Installation : Dans l'art contemporain, réalisation qui tend à substituer à la notion d'œuvre l'ensemble des éléments d'une création en relation avec le lieu où ils sont exposés ou avec leur environnement.
Kirlian : Dispositif qui permet de rendre visible, par des impulsions électriques, l'enveloppe énergétique des substances. Soulignons que cet appareil n'est pas l'apanage de l'occultisme : il est principalement utilisé à des fins thérapeutiques. L'étude rigoureuse de l'enveloppe énergétique du corps permettrait de déceler une maladie bien avant l'apparition des symptômes.
Multimédia : Le terme est apparu vers la fin des années 1980, lorsque les cédéroms se sont développés. Il désignait alors les applications qui, grâce à la mémoire du CD et aux capacités de l'ordinateur, pouvaient générer, utiliser ou piloter différents médias simultanément : musique, son, image, vidéo, interface, homme-machine, interactivité. Aujourd'hui on utilise le mot multimédia pour désigner toute application utilisant ou servant à travailler sur au moins un média spécifique.
Négatif : Image photographique sur laquelle les valeurs du sujet sont inversées : c'est le résultat normal d'un développement suivi de fixage.
Numérique : Qualifie toute
forme d'enregistrement électronique (image ou
son) dont la représentation de données
ou de grandeurs physiques reposent sur des éléments
binaires (1 ou 0). S'oppose à analogique.
Perspective : La perspective naît
à la Renaissance lorsque la vision naturelle
a été pour la première fois reconstruite
par les artifices de la représentation. La perspective
est un procédé géométrique
qui permet de représenter l'espace en trois dimensions.
Photogravure : Procédé utilisé depuis 1852 pour réaliser des tirages multiples d’après des diapositives. Aujourd’hui on utilise encore la photogravure pour des reproductions monochromes de grande qualité.
Photomontage : Permet d'obtenir, en
assemblant des éléments photographiques
découpés, une image composite et sans
rapport avec la réalité.
Positif : Épreuve photographique
dans laquelle les parties lumineuses et sombres correspondent
à celles du sujet représenté.
Prise de vue : C'est l'action de saisir une image par le biais d'un appareil photographique.
Stéréoscopie : Paire
de vues photographiques prises l'une à côté
de l'autre sous un angle très légèrement
différent et disposées côte à
côte.
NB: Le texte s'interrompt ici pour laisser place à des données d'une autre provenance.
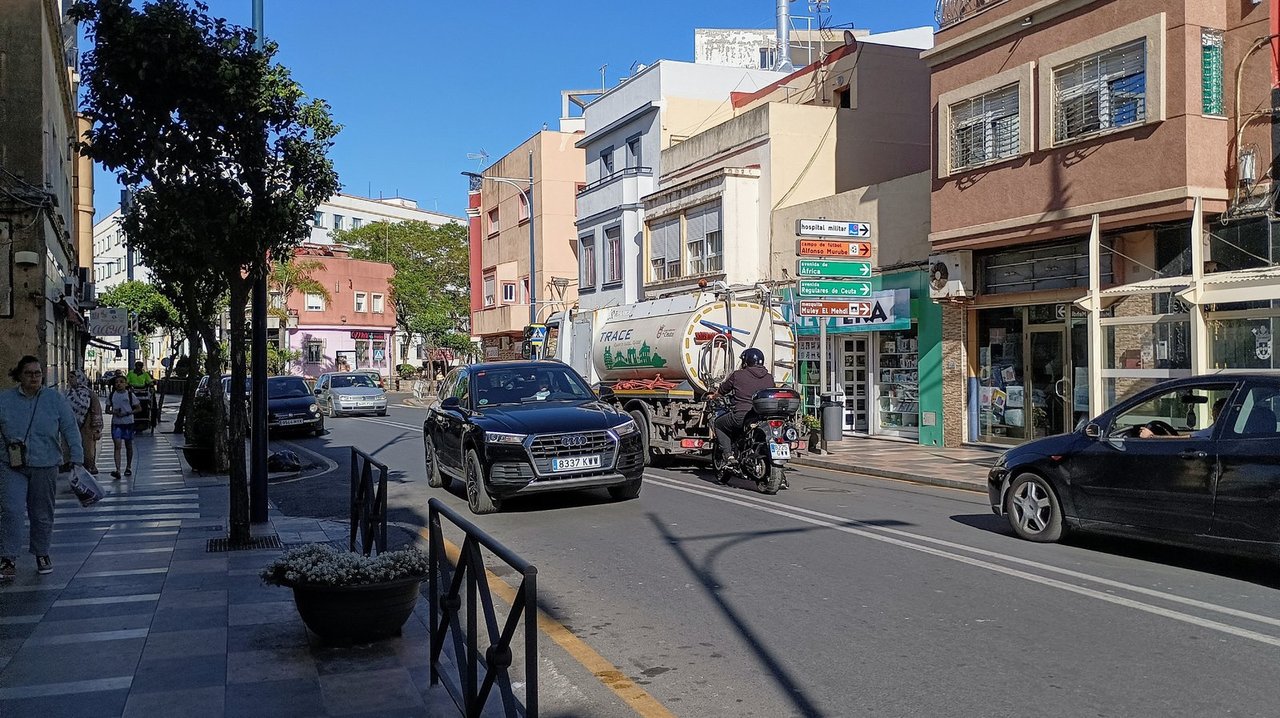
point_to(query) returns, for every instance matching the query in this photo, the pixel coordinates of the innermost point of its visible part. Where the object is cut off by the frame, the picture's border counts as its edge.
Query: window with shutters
(703, 238)
(1101, 92)
(612, 255)
(984, 129)
(664, 250)
(586, 263)
(1211, 72)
Bien que vues séparément par
chaque œil dans un viseur stéréoscopique
ou binoculaire, les deux images semblent se combiner
pour donner l'illusion des trois dimensions.
Tirage : Image sur papier obtenue
au moyen de procédés photographiques.
Tirage contact : Tirage obtenu en plaçant le négatif en contact direct avec la surface sensible. Un tirage contact a la même dimension que le négatif.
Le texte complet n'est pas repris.